Bandwidth in WordPress hosting refers to the total volume of data transferred between your server and visitors each month. Every page load, every image download, every file a visitor requests counts toward your bandwidth allowance. Understanding what bandwidth means, how much you need, and what happens when you approach your limit is part of choosing the right hosting plan.
Bandwidth vs Storage: They Are Different Things
These two terms get confused regularly. Storage is the space available to store your WordPress files, database, images, and other assets on the server. Bandwidth is the data transferred when visitors access those files.
A website with a 2GB storage footprint could consume 50GB of bandwidth in a month if it receives heavy traffic, because every visitor downloads copies of those 2GB of assets. Conversely, a site with 20GB of stored video files but very few visitors might consume almost no bandwidth.
| Storage | Bandwidth | |
| What it measures | Space used on server | Data sent to visitors |
| When it matters | Large media libraries, files | High traffic volume |
| Resets monthly? | No, accumulates | Yes, resets each billing period |
How to Estimate How Much Bandwidth You Need
A rough formula: multiply your average page size by your monthly pageviews. A typical WordPress page with images is around 2MB to 3MB. A site receiving 10,000 pageviews per month with an average 2.5MB page size consumes roughly 25GB of bandwidth per month.
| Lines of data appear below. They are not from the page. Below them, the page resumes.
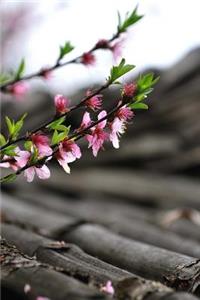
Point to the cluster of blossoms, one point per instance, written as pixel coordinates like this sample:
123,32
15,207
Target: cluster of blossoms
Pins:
106,128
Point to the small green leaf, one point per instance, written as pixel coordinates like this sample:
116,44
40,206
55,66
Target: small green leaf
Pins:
9,178
130,19
20,70
18,126
65,50
145,85
10,125
10,150
138,106
2,140
28,145
120,70
58,137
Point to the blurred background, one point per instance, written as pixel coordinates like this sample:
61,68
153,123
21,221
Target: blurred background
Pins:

Two factors reduce actual bandwidth consumption significantly: a CDN offloads much of the asset delivery away from your origin server, and browser caching means repeat visitors do not re-download assets they already have. Sites with a CDN in place often see 60% to 80% lower origin bandwidth usage than their raw pageview numbers suggest.
If you are migrating from an existing host, check your current bandwidth usage in your hosting control panel before choosing a new plan. This gives you a real baseline rather than an estimate.
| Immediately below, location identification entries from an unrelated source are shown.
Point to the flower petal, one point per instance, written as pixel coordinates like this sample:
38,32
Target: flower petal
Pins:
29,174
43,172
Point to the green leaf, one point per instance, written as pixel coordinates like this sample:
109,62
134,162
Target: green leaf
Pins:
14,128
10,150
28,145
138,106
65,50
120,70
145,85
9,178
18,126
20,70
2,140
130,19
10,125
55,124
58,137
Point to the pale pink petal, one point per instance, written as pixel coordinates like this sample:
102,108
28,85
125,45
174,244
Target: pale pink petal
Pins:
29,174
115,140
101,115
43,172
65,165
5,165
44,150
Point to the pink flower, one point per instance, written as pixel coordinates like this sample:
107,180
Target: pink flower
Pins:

WP Engine Bandwidth Limits by Plan
| Plan | Monthly visits | Bandwidth | Storage |
| Startup | 25,000 | 50GB | 10GB |
| Professional | 75,000 | 125GB | 15GB |
| Growth | 100,000 | 200GB | 20GB |
| Scale | 400,000 | 500GB | 50GB |
WP Engine measures bandwidth at the origin server. Because all plans include a Cloudflare CDN, a significant portion of your traffic is served from CDN edge nodes and does not count toward your origin bandwidth total. This effectively makes the usable bandwidth considerably higher than the plan figures suggest for most sites.
What Happens If You Exceed Your Bandwidth Limit
WP Engine does not shut down your site if you exceed your bandwidth allocation. Instead, overage is billed at a per-GB rate above your plan’s included amount. WP Engine will notify you when you approach your limit so you can upgrade your plan before incurring overage charges.
If your site regularly hits bandwidth limits, the right response is usually to upgrade your plan or ensure your CDN is properly configured to offload origin requests. Frequently hitting limits on a Startup plan suggests your traffic has grown past what the entry tier is designed for. The guide to choosing a plan based on traffic helps you identify the right tier for your volume.
How a CDN Reduces Bandwidth Usage
When a CDN serves a file to a visitor, that transfer happens between the CDN’s edge node and the visitor, not between your origin server and the visitor. Only the initial request that populates the CDN cache counts against your origin bandwidth. Every subsequent request for that file from the cache does not.
For a site with heavy image content, enabling a CDN can reduce origin bandwidth consumption by 50% to 80%. WP Engine includes Cloudflare CDN on all plans. For sites on standard hosting, Cloudflare’s free plan achieves similar CDN offloading. More detail: What Is a CDN and Does Your WordPress Site Need One?
Frequently Asked Questions
Does unlimited bandwidth hosting actually exist?
Most hosts that advertise unlimited bandwidth have fair use policies that cap actual usage or throttle sites consuming unusually high bandwidth. The limits are enforced, just not displayed prominently. For serious sites, a plan with a clear bandwidth figure and a known overage policy is more predictable than an ambiguous unlimited claim.
How do I check my current bandwidth usage?
In the WP Engine dashboard, go to your site overview and check the Usage section. This shows current-month bandwidth consumption against your plan limit. Most hosting control panels show a similar bandwidth usage graph, usually updated daily or hourly.
Does video content use more bandwidth?
Yes, significantly. A two-minute video at 1080p can be 200MB or more. Hosting video files directly on your WordPress server is almost never the right approach. Use YouTube, Vimeo, or a dedicated video hosting service and embed the player. This keeps video delivery off your hosting bandwidth entirely.